Stopy NBP zamrożone do marca

opublikowano: 10 stycznia 2024
Stopy NBP zamrożone do marca lupa lupa
fot. Fratria / MAT

Stopa referencyjna pozostaje na poziomie 5,75 proc. Rada Polityki Pieniężnej nie zdecydowała się na obniżkę już na trzecim z kolei posiedzeniu, dokonując wcześniej cięć o łącznie 100 pb we wrześniu i październiku. Najbliższym możliwym terminem wznowienia cyklu luzowania jest marzec, niemniej bardziej prawdopodobne wydaje się, że nastąpi to dopiero pod koniec bieżącego roku.

Dzisiejsza decyzja nie jest zaskoczeniem pomimo ostrego i nieoczekiwanego spadku inflacji na koniec 2023 r. W grudniu dynamika CPI wyhamowała z 6,6 do 6,1 proc. r/r, a wskaźnik bazowy po raz pierwszy od marca 2022 r. najprawdopodobniej przybrał wartość poniżej 7 proc. Władze monetarne jesienią jasno zapowiedziały, że po skokowym dostosowaniu chcą zaczekać na rozwianie się niepewności, którą niesie ze sobą zmiana władzy. Znaki zapytania dotyczyły zarówno strategii wycofywania się z działań osłonowych, jak i przetasowań w polityce fiskalnej, które mogą dodatkowo pobudzić wychodzącą z zapaści konsumpcję, wymagając bardziej restrykcyjnej polityki pieniężnej. 

Dziś wiemy, że obniżony VAT na żywność będzie obowiązywać do końca pierwszego kwartału, a zamrożenie stawek energii elektrycznej do połowy roku.

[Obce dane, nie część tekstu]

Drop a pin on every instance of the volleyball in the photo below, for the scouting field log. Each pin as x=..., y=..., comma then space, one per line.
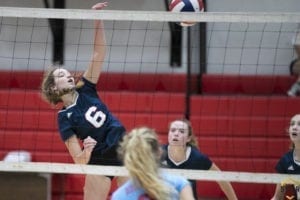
x=186, y=6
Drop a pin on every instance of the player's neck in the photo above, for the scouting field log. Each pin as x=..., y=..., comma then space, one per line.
x=177, y=153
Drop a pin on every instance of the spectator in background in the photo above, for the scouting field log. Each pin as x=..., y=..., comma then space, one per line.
x=85, y=117
x=141, y=153
x=295, y=67
x=289, y=163
x=182, y=152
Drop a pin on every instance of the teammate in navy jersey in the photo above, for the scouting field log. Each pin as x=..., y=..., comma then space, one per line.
x=289, y=163
x=141, y=154
x=182, y=152
x=85, y=117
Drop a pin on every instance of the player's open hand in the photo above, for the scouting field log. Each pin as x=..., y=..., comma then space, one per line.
x=99, y=6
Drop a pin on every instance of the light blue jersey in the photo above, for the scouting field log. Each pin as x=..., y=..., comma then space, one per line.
x=129, y=191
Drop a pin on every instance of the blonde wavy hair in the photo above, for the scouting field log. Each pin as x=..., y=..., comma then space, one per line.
x=140, y=152
x=48, y=83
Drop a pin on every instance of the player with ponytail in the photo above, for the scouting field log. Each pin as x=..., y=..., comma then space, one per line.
x=141, y=152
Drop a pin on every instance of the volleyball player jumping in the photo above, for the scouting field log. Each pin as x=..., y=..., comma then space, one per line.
x=84, y=116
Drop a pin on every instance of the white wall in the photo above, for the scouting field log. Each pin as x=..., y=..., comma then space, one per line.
x=232, y=48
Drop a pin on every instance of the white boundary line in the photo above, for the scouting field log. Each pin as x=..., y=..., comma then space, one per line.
x=62, y=168
x=129, y=15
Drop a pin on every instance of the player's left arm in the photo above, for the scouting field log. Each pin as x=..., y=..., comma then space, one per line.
x=224, y=185
x=94, y=69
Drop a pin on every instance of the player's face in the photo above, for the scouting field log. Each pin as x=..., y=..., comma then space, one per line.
x=294, y=129
x=63, y=79
x=178, y=133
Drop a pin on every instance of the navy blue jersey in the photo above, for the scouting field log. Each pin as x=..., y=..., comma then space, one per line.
x=287, y=165
x=89, y=116
x=196, y=161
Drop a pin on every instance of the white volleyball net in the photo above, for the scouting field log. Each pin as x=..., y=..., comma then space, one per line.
x=228, y=74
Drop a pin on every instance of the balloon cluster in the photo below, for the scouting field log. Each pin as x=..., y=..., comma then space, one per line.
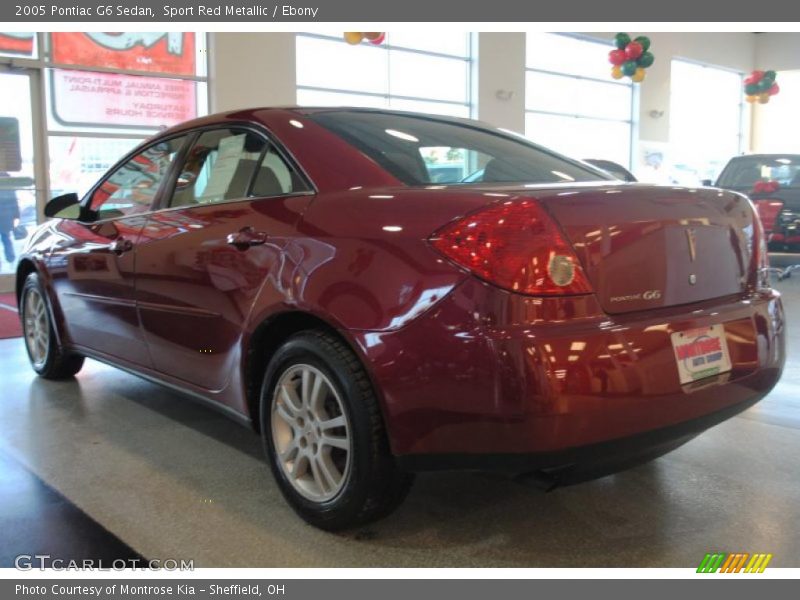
x=631, y=57
x=356, y=37
x=760, y=85
x=766, y=187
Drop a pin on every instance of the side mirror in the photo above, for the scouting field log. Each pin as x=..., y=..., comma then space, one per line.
x=66, y=206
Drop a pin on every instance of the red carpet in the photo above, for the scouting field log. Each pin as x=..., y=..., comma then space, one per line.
x=9, y=319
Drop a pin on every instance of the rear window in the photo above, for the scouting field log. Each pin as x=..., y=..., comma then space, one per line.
x=419, y=150
x=744, y=172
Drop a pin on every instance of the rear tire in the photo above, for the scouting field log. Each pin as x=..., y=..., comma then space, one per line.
x=324, y=435
x=47, y=357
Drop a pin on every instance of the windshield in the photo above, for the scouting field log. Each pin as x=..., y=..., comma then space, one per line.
x=421, y=150
x=745, y=172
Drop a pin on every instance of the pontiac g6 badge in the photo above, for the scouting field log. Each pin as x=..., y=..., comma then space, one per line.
x=690, y=237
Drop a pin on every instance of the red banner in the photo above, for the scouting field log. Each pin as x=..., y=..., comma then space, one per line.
x=110, y=99
x=156, y=51
x=17, y=43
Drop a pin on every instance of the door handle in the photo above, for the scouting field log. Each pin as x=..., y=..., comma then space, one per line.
x=246, y=238
x=120, y=246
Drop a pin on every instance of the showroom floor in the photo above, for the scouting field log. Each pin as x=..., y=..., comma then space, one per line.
x=160, y=476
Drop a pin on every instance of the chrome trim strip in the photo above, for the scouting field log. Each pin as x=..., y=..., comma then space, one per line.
x=102, y=299
x=173, y=308
x=212, y=404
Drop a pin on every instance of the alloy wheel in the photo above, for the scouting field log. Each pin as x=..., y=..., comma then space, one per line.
x=311, y=433
x=37, y=327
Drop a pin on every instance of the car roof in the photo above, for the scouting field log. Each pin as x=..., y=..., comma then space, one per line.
x=249, y=114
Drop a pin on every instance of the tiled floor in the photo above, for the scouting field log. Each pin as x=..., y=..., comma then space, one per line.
x=174, y=480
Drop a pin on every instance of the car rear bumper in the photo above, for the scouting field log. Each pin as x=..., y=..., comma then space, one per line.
x=487, y=374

Rada wciąż nie może powiedzieć jednak, że trapiące ją wątpliwości zostały w pełni rozwiane i dalszych odpowiedzi zamierza szukać w marcowej projekcji inflacyjnej. Budżet na 2024 r. – zakładający głęboki, sięgający 184 mld zł, deficyt – powinien zostać uchwalony dopiero na najbliższym posiedzeniu Sejmu i na prezydenckie biurko trafić pod koniec miesiąca. Wyjaśnienie wielu istotnych dla miksu polityki pieniężnej i fiskalnej kwestii, np. podwyższenia kwoty wolnej od podatku do 60 tys. zł, pozostaje melodią dalszej przyszłości.

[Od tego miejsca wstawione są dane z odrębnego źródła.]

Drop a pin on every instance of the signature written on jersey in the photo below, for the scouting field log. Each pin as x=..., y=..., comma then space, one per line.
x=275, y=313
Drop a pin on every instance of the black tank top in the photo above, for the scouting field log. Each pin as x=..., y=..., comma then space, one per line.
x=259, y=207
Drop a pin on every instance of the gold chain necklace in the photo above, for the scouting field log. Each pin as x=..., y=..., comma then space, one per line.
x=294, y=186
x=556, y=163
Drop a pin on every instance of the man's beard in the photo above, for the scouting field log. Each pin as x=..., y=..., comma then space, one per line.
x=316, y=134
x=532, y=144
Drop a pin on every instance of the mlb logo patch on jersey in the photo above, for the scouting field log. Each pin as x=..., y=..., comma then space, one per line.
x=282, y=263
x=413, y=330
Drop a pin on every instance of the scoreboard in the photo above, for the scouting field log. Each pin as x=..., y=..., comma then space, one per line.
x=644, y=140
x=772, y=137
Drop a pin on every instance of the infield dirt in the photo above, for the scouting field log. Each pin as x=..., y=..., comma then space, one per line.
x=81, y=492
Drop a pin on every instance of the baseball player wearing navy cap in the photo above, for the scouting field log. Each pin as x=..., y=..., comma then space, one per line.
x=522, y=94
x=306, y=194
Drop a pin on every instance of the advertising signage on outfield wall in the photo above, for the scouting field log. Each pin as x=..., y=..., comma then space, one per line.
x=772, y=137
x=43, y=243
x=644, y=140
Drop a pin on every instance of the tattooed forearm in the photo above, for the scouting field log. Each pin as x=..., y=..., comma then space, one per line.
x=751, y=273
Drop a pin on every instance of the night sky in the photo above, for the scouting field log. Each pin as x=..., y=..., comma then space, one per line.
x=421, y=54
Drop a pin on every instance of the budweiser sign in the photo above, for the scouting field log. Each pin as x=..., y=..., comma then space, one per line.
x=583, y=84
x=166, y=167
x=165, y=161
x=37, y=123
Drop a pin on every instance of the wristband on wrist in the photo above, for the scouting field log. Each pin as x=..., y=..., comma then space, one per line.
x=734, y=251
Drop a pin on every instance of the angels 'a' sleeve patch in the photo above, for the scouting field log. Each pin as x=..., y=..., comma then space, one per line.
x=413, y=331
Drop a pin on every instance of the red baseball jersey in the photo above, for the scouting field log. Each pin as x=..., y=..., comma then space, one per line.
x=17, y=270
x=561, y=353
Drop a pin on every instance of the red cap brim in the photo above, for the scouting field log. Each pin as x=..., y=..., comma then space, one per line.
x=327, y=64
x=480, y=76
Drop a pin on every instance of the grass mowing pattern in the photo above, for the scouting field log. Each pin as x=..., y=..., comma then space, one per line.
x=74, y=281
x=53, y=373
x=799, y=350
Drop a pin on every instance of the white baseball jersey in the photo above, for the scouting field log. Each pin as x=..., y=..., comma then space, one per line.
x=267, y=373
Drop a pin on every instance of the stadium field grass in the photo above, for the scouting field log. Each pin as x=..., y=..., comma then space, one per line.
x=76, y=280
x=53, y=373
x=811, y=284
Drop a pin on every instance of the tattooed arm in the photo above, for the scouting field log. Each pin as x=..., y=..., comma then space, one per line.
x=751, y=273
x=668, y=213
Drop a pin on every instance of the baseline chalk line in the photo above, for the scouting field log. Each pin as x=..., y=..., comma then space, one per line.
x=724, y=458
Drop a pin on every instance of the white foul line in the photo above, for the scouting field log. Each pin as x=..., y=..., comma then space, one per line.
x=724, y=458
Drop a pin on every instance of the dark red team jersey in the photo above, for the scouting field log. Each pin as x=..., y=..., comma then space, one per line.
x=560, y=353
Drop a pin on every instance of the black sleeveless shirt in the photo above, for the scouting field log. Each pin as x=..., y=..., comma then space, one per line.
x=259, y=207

Po ostatnich, niskich odczytach rośnie prawdopodobieństwo, że w marcu dynamika CPI może zbliżyć się do 2,5-proc. celu NBP. Inflacja błyskawicznie zawróci i przed końcem roku wzrost cen może ponownie mieć siłę zbliżonej do obecnej. To, jak mocno inflacja przyspieszy, zwłaszcza w kluczowych dla bankierów centralnych kategoriach bazowych, będzie uwarunkowane w dużej mierze przez siłę koniunktury. Konsumpcja w tym roku powinna odbić o więcej niż 4 proc., co będzie wywierać silną presję popytową na ceny. Spodziewamy się również wyższego niż obecnie kursu ropy na światowych rynkach, który będzie oddziaływać w kierunku oddalenia terminu trwałej realizacji celu inflacyjnego. 

Może zatem okazać się, że przy spadającej inflacji RPP wciąż będzie czekać na uzyskanie pełnego obrazu zmian w polityce fiskalnej i ich wpływu na presję cenową. Zanim znaki zapytania zostaną w pełni rozwiane, dynamika CPI zacznie rosnąć, stając na drodze wznowieniu luzowania. W tym świetle zakładamy na 2024 r. co najwyżej jedną obniżkę stóp procentowych. Za jej bardziej prawdopodobny termin postrzegamy końcówkę roku.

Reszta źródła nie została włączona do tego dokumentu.